Version 0.2.0 can sign compiled bytecode with Ed25519, described in the signed modules chapter. The signature proves origin and integrity for a module delivered to a device in the field. A program opts in with the signed modifier on its entry function.

signed fn main() -> Word {
    21 + 21
}

Generate a key pair, compile and sign, then run against the public key.

$ keleusma keygen --seed seed.bin --public pub.bin
wrote seed to seed.bin (32 bytes; keep secret)
wrote public key to pub.bin (32 bytes; distribute to verifiers)
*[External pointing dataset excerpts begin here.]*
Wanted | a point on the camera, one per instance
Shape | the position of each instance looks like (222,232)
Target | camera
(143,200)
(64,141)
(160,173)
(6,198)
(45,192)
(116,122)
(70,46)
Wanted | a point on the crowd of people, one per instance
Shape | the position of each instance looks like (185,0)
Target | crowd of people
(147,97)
$ keleusma compile signed_demo.kel --signing-key seed.bin -o signed_demo.bin
wrote signed_demo.bin (304 bytes)

$ keleusma run signed_demo.bin --verifying-key pub.bin
42

Run the signed bytecode without the key, and it refuses to load.

$ keleusma run signed_demo.bin
error: load_signed_bytes: LoadError("bytecode signature did not verify against any registered key")
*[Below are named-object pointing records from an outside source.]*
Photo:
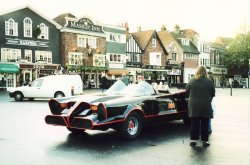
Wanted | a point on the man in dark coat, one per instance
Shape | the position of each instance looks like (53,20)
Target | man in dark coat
(200,91)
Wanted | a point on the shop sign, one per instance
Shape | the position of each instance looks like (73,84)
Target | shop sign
(154,67)
(134,65)
(219,70)
(13,41)
(84,24)
(115,65)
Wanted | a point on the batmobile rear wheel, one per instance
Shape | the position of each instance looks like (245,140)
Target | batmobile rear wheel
(18,96)
(131,128)
(76,131)
(59,94)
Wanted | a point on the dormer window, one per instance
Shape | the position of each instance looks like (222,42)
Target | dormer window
(27,27)
(11,28)
(153,43)
(44,31)
(185,41)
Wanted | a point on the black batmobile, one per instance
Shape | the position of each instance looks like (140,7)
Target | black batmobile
(123,108)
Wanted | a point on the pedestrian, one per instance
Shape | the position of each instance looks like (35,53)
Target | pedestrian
(104,82)
(200,91)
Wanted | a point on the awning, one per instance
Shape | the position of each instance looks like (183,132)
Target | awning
(9,68)
(118,72)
Embedding Keleusma in Rust

The command-line tool is one host. The runtime library is the product, and the intended use is to embed it in a larger Rust program. The embedding guide documents the full surface. A minimal host lexes, parses, and compiles a script, constructs a virtual machine over an arena, and calls it.

Cargo.toml

[dependencies]
keleusma = "0.2"

src/main.rs

use keleusma::compiler::compile;
use keleusma::lexer::tokenize;
use keleusma::parser::parse;
use keleusma::vm::{Vm, VmState, DEFAULT_ARENA_CAPACITY};
use keleusma::{Arena, Value};

const SOURCE: &str = "fn main() -> Word { 21 + 21 }";

fn main() {
    let tokens = tokenize(SOURCE).expect("lex error");
    let program = parse(&tokens).expect("parse error");
    let module = compile(&program).expect("compile error");

    let arena = Arena::with_capacity(DEFAULT_ARENA_CAPACITY);
    let mut vm = Vm::new(module, &arena).expect("vm construction");

    match vm.call(&[]).expect("vm call") {
        VmState::Finished(Value::Int(n)) => println!("script returned {n}"),
        other => println!("unexpected VM state: {:?}", other),
    }
}
$ cargo run --quiet
script returned 42

Vm::call starts execution and returns a VmState. An fn program returns VmState::Finished. A yield program returns VmState::Yielded, and the host calls Vm::resume with a value to continue. A loop program yields on every cycle and resets at the end of its body, where a host may hot-swap the module. This call-and-resume protocol is how a host drives the yield and loop programs from the previous sections.

The Interactive Prompt

The tool also provides a read-evaluate-print loop for trying expressions interactively.

$ keleusma repl

Going Deeper

This tour covers enough to read and write Keleusma programs, but it is deliberately shallow. The forty-chapter guide is the place to go next. Its learner track teaches the language from first principles, and its embedding track addresses Rust hosts in depth. The instruction-set reference documents the bytecode, and the example scripts in the repository are the seed material the guide builds on.

Conclusion

Keleusma 0.2.0 trades the unbounded constructs of a general-purpose language for a promise that no other small scripting language makes, namely that every program it accepts is proved, before it runs, to finish within bounded time and bounded memory. Around that core it adds refinement types, information-flow labels, and signed modules, and it is built to be embedded in a Rust host. For a script author, the path forward is the learner track of the guide. For a systems programmer, it is the embedding track.